Buradan devamla, keder meselesinde ilerlersek… Uyurkulak’ın kendi edebî çizgisinde de Merhume’nin dikkate değer bir tarafı var. Başladığı noktadan geldiği noktada edebî araçlarının işlevlerini değiştiren bir yazarın kendisine de söyleyecek sözleri var şüphesiz. Yazar kahraman Yusuf Sertoğlu’nun romanın eleştirisinin içinde bulunması, yazar kahramanın diğer eserlerine de göndermeler yaparak kurguda yer alması ve dahası romanı mümkün olduğunca dağıtarak bir eleştirmenle ilişki kurması. İşte tam da bu noktada Tezgel Arif Efendi’nin işlevinin bozulmaması anlamlı olurdu gibi geliyor bana.

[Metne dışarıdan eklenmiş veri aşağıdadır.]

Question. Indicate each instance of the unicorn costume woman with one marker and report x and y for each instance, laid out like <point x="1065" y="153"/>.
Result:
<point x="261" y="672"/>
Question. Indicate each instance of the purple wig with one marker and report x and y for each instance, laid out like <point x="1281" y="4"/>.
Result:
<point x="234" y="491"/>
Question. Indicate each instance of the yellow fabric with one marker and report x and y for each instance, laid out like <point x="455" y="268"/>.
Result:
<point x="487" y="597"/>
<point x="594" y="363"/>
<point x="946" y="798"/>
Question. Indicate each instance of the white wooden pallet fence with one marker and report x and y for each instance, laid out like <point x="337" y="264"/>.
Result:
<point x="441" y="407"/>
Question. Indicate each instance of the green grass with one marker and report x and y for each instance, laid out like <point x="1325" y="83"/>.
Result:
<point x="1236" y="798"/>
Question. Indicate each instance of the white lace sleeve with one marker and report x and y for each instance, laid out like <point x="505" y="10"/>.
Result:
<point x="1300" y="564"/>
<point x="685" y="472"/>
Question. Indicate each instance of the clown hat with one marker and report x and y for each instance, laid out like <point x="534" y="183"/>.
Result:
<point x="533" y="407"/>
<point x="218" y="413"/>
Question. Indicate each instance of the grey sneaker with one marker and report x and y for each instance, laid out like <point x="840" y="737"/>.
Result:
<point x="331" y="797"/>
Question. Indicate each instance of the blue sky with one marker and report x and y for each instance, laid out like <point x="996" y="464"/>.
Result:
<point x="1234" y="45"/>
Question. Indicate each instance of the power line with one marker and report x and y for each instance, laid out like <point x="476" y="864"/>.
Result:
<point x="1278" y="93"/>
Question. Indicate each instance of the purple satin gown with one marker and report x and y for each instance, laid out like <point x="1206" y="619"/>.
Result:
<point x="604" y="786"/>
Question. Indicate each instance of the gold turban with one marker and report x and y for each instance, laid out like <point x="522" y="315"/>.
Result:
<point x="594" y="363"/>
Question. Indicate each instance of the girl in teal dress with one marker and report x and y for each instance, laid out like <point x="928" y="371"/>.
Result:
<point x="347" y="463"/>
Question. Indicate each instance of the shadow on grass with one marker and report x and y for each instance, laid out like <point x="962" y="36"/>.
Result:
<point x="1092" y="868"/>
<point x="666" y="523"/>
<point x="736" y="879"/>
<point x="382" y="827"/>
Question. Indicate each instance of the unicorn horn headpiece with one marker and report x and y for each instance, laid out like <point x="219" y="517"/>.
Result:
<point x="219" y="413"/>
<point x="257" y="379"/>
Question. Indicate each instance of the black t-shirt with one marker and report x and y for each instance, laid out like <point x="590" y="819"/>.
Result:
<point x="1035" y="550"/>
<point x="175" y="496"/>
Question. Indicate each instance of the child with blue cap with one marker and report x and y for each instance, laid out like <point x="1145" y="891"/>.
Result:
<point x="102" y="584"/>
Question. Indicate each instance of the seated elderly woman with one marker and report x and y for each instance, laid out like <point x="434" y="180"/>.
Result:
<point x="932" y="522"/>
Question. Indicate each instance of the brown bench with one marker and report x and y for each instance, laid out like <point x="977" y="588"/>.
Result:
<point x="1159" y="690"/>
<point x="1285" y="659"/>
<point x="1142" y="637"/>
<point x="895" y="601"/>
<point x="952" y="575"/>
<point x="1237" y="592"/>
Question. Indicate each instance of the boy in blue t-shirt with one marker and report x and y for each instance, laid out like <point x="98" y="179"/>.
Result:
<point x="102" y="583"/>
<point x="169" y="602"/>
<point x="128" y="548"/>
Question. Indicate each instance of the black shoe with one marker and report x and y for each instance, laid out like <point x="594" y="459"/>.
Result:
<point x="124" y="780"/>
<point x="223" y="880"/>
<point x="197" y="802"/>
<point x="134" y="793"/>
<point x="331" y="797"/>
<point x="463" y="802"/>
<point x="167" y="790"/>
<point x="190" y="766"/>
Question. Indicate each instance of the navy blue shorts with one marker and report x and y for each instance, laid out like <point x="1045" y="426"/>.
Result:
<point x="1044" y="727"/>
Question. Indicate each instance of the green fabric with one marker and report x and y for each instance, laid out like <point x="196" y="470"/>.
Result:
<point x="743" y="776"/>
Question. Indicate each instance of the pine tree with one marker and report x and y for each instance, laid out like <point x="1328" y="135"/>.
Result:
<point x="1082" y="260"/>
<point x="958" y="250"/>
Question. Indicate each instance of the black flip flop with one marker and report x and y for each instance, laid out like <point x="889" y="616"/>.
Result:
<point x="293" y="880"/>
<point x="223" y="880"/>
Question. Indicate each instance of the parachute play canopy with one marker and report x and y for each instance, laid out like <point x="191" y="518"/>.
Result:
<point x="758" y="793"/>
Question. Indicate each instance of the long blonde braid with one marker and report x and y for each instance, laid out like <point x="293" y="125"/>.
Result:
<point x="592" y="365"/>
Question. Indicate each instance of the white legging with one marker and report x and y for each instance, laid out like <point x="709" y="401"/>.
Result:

Uyurkulak, birçok söyleşisinde kendisi için umut ve karnavalın önemli olduğunu söylüyor. Tıpkı diğer eserleri gibi Merhume de içinde umudu taşıyan, bunu hissettiren bir eser. Karamsarlık ya da çözümsüzlük Uyurkulak anlatısının meselesi değil. İhtimaller ve onların getireceği güzellikler bence onun meselesi… Ve fakat bu da kederi onlardan âri kılan bir şey değil. Dahası kılmamalı da…

 
[1] Yazı için bkz. “Ve İhtimal Güzel Bir Şey: Tol”, İstanbul Art News Edebiyat, Aralık 2014, s. 19.